Le contrat d’apprentissage
Un outil d’insertion… sous conditions
Le contrat d’apprentissage est présenté comme la voie royale vers l’emploi. Il mélange formation en centre et travail en entreprise, avec un objectif clair : obtenir un diplôme ou un titre reconnu. Sur le papier, tout paraît simple. Dans les faits, c’est un dispositif sélectif, très encadré, qui sert autant les besoins des entreprises que ceux des jeunes.
L’apprenti est salarié, payé moins que les autres, mais protégé par un cadre précis. L’entreprise, elle, bénéficie d’aides financières et de charges allégées. L’équilibre est fragile : on forme, mais on utilise aussi une main-d’œuvre à bas coût.
Public visé, durée, rémunération
Le contrat d’apprentissage s’adresse surtout :
- aux jeunes de 16 à 29 ans révolus
- à certaines personnes au-delà, dans des cas particuliers (reconnaissance travailleur handicapé, création ou reprise d’entreprise, sportifs de haut niveau)

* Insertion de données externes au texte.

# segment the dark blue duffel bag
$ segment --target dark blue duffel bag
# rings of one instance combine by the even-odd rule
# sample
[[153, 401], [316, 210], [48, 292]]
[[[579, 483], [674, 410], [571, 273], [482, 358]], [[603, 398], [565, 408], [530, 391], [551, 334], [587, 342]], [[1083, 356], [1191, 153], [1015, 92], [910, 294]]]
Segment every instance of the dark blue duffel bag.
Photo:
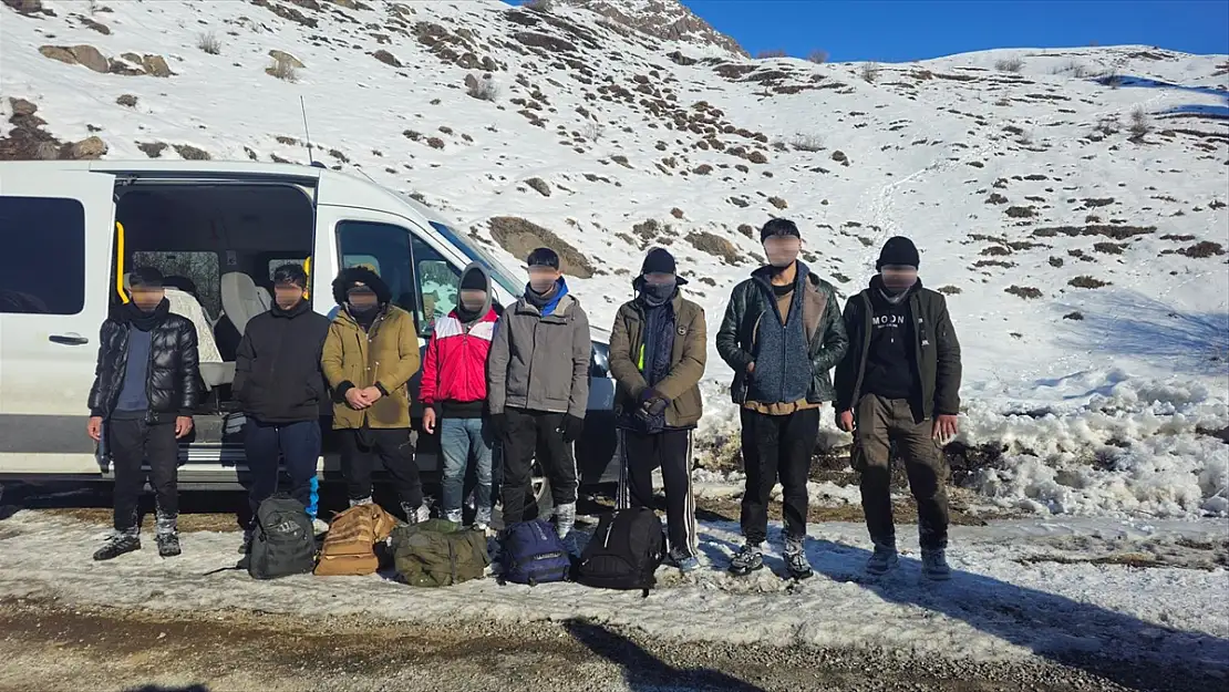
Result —
[[571, 572], [571, 558], [554, 526], [543, 519], [521, 521], [504, 530], [500, 540], [500, 580], [514, 584], [563, 581]]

La durée varie de 6 mois à 3 ans, parfois plus pour certains niveaux de qualification. La rémunération est un pourcentage du smic ou du salaire minimum conventionnel.
| Âge de l’apprenti | Année de contrat | Rémunération minimale |
|---|---|---|
| Moins de 18 ans | 1re année | Environ 27 % du smic |
| 18 à 20 ans | 1re année | Environ 43 % du smic |
| 21 à 25 ans | 1re année | Environ 53 % du smic |
| 26 ans et plus | Toutes années | Au moins le smic ou le minimum conventionnel |
Moins payé, plus encadré : l’apprenti achète son diplôme en temps de travail. L’entreprise achète de la flexibilité en aides publiques.
Atouts et angles morts
Les avantages sont connus :
- un taux d’insertion souvent supérieur aux formations scolaires classiques
- une expérience professionnelle immédiate
- un diplôme reconnu par l’état
Mais les angles morts sont rarement mis en avant :
- des ruptures de contrat fréquentes quand la réalité du travail ne colle pas aux promesses
- des inégalités fortes entre secteurs, certains offrant de vraies perspectives, d’autres seulement des postes précaires
- une dépendance lourde à la bonne volonté de l’employeur
Le contrat d’apprentissage pose une question simple : jusqu’où peut-on faire de la formation un outil d’ajustement du marché du travail sans creuser les fractures entre générations et niveaux de qualification, surtout quand un autre dispositif, le contrat de professionnalisation, joue sur un terrain voisin.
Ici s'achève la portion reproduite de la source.